A derrota nas quartas de final para a Bélgica foi apenas a segunda derrota de Tite no comando da Seleção. A campanha de destaque nas eliminatórias e o futebol envolvente pararam em Courtois e em um primeiro tempo sem brilho em Kazan.

O frustrante – e até certo ponto precoce pela expectativa criada – adeus da Copa do Mundo deixa marcas até hoje. Nada melhor então do que um novo ciclo, uma nova chance de reescrever a história.

– A dor da derrota contra a Bélgica ainda é forte, não adianta esconder. Todos me falaram que ficaram semanas sem sair ou querer conversar. Eu mesmo já acordei de noite algumas vezes achando que tínhamos empatado. Não dá para apagar a Copa, até porque ela teve coisas boas. Mas queremos jogar demais amanhã (sexta) – frisou Tite.

Ao longo da semana, o treinador confirmou a escalação com Marquinhos de volta à zaga, Fabinho na lateral direita, Fred no meio-campo e Douglas Costa no ataque. Firmino será o homem de referência e o esquema segue o mesmo: 4-1-4-1.

Camisa 10 será o capitão fixo daqui para frente

Para Neymar, o recomeço será coincidentemente onde tudo começou e agora com uma responsabilidade a mais: a faixa de capitão. A partida desta sexta-feira será no mesmo estádio e contra o mesmo rival da partida de estreia do camisa 10 pela Seleção. Naquele dia 10 de agosto de 2010, o atacante marcou ainda o primeiro de seus 57 gols pelo Brasil.

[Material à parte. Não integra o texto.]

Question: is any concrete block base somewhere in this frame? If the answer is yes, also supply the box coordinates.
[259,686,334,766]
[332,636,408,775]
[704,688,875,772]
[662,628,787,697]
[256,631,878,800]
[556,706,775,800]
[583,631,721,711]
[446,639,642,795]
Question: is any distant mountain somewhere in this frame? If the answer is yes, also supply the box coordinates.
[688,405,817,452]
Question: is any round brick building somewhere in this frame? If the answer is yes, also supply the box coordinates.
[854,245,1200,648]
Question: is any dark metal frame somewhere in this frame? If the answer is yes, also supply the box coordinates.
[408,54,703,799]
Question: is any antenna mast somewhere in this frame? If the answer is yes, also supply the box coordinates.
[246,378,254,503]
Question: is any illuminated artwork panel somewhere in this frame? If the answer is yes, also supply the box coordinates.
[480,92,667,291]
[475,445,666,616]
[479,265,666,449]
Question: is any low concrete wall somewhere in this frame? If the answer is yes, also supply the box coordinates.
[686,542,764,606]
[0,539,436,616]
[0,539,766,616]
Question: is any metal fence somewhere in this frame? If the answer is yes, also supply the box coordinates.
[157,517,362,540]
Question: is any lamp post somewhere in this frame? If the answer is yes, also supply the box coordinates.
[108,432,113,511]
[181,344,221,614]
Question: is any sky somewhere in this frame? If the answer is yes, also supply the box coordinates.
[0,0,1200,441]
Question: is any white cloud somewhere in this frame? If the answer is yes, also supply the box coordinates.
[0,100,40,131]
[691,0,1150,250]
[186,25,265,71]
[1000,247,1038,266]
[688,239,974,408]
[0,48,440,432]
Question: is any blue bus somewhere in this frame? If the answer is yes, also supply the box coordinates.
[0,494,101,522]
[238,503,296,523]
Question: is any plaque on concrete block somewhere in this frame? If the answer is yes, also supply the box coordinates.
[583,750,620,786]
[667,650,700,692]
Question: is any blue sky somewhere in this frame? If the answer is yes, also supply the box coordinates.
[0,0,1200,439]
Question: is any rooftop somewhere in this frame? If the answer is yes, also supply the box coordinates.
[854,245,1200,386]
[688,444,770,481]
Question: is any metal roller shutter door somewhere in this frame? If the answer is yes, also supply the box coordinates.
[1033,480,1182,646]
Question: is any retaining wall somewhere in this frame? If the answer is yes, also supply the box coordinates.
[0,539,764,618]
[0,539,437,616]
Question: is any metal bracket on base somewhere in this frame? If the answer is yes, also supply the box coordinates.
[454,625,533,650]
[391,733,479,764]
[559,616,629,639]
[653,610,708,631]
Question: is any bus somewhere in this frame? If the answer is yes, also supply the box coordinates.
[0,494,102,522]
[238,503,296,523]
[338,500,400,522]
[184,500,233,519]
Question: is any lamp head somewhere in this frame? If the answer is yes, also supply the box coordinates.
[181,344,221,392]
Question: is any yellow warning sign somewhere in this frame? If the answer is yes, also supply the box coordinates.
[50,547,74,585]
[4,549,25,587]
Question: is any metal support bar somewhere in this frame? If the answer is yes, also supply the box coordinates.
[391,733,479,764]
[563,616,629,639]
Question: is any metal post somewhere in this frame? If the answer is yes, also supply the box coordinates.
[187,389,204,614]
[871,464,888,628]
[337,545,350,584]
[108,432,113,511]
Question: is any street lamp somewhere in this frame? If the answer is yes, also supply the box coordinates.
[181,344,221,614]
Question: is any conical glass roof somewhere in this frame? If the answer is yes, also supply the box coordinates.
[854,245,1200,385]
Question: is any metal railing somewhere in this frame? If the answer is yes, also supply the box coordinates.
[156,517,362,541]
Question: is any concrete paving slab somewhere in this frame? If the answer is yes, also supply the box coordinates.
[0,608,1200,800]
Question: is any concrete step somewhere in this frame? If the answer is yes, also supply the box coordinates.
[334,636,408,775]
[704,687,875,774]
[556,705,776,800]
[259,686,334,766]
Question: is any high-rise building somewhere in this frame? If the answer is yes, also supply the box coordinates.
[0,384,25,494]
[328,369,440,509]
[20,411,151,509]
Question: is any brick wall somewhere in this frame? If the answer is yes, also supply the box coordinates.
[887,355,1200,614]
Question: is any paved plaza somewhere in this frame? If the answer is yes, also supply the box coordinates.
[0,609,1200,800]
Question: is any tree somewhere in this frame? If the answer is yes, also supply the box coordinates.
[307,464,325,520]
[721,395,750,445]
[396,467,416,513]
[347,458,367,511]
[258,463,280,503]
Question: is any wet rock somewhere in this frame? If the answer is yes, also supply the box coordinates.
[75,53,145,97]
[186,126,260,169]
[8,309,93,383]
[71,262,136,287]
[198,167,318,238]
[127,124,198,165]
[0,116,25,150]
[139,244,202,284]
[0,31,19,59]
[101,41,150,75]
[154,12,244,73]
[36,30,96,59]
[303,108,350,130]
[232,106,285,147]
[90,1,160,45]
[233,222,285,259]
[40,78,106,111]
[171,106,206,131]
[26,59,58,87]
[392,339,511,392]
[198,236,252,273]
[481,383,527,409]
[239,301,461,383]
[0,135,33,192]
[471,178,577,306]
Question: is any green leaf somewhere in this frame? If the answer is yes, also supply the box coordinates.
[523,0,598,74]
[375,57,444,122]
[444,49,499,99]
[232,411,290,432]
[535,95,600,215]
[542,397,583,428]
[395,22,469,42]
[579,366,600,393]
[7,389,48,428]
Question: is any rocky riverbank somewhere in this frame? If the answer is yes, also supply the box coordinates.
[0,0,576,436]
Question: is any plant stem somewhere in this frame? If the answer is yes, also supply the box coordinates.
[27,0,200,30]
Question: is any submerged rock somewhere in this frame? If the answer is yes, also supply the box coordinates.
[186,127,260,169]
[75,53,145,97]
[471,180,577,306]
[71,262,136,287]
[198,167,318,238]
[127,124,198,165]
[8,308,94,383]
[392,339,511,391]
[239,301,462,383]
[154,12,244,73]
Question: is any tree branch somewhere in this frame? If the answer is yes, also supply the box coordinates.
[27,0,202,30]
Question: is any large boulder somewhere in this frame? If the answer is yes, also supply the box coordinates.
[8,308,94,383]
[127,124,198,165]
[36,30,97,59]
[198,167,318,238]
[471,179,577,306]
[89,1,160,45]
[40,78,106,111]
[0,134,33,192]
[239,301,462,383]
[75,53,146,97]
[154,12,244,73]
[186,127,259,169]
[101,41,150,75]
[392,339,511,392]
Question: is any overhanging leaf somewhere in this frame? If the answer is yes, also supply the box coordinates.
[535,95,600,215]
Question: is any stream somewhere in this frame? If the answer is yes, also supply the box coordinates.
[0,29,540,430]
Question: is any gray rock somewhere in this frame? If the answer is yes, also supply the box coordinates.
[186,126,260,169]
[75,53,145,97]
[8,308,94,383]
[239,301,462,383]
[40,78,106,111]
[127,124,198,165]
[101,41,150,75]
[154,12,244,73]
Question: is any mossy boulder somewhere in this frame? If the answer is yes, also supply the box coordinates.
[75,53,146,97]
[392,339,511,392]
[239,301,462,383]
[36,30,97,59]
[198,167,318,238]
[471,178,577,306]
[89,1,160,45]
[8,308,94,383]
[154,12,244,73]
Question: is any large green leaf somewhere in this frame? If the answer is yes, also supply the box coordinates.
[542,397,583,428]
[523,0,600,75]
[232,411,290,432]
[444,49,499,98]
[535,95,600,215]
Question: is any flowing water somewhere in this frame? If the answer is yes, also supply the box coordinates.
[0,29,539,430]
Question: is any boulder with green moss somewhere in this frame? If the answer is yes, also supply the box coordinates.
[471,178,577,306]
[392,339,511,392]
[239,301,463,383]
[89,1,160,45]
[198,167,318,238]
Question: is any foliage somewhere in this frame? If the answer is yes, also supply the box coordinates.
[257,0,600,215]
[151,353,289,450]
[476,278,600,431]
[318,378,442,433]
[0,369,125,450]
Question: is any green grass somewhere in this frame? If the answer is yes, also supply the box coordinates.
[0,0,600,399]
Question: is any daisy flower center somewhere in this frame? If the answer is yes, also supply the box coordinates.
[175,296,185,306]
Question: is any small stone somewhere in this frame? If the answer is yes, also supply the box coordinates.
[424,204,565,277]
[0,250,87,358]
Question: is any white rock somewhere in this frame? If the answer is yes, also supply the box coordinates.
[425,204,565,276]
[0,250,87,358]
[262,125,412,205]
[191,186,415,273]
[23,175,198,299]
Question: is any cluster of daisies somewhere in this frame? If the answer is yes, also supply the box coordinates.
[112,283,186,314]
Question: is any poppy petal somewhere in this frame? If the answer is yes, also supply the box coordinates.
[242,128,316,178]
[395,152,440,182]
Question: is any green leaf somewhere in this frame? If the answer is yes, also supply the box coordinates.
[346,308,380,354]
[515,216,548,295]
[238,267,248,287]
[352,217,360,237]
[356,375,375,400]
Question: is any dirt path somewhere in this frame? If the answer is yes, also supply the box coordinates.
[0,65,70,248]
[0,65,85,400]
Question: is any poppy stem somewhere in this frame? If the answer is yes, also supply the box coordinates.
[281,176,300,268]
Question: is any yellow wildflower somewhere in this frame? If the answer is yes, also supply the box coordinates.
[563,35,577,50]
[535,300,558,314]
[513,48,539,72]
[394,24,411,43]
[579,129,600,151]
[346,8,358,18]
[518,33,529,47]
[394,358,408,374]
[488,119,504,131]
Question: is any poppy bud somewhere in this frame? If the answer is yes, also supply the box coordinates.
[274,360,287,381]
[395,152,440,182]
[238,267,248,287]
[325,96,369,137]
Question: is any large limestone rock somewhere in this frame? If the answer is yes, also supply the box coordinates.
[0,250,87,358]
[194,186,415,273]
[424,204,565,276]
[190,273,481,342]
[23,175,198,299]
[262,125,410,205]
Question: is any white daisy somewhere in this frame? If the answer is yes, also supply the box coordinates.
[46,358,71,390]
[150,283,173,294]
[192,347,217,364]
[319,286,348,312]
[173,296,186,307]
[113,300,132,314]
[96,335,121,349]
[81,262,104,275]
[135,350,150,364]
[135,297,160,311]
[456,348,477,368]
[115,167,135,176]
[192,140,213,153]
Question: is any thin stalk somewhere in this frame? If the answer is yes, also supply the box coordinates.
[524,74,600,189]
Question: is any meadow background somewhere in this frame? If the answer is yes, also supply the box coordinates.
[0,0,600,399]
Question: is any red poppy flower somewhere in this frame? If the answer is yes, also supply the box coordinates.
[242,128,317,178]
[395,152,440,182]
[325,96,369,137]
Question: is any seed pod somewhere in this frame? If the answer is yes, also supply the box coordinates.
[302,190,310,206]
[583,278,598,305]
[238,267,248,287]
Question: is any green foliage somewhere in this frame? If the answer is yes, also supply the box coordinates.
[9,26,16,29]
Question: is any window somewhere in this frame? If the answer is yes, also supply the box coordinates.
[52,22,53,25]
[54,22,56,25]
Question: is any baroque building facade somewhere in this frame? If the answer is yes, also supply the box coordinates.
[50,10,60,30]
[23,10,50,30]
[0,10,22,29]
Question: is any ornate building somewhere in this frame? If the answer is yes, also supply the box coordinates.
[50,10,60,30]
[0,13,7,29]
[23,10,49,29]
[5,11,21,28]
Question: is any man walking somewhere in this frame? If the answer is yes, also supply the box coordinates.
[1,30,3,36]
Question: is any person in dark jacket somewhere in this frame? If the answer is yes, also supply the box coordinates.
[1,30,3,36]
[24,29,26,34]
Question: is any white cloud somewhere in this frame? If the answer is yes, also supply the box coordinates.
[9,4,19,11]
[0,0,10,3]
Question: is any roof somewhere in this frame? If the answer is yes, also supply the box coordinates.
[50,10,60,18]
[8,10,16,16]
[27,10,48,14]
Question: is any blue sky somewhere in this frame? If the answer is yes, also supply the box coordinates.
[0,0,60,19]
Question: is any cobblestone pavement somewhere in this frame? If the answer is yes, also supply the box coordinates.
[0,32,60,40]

Neymar já era tratado como o melhor jogador do Brasil na vitória por 2 a 0 sobre os Estados Unidos. Oito anos depois, nada mudou. Mas, de certa forma, o atacante andou para trás. A expectativa era de que 2018 poderia ser o ano da consagração, só que a Copa foi marcada por atuações abaixo do esperado, críticas e manchetes negativas. Após o enorme esforço para disputar o Mundial da Rússia, o camisa 10 deixou a competição com a imagem desgastada.

– Foi um momento ruim na minha carreira. Se machucar é horrível e fiz um esforço muito grande para estar na Copa. Me dediquei para estar na Seleção, defendendo meu país e fui ao meu máximo na competição.

”Claro que eu queria estar melhor, queria estar 100% como estou hoje, mas saio de cabeça erguida (…) Vou reconquistar os torcedores jogando futebol e claro que a responsabilidade é maior agora por causa da braçadeira de capitão”, disse Neymar.

Os três ciclos de Neymar na Seleção se iniciaram nos Estados Unidos. Em 2010, era o começo de sua história com a camisa do Brasil. Em 2014, o retorno ao time após a lesão que lhe tirou da Copa do Mundo. Agora em 2018, o recomeço de uma caminhada para recuperar a confiança daqueles que tanto lhe criticaram na Rússia.

– É diferente de 2010, de 2014. Estou mais velho, mais experiente. É uma sensação diferente e temos que nos preparar para passar nossa mentalidade aos mais novos. Cada vez mais nos unindo, nos fechando em campo, buscando vencer sempre e o melhor para a Seleção. Temos que nos acostumar a sermos sempre melhores do que ontem.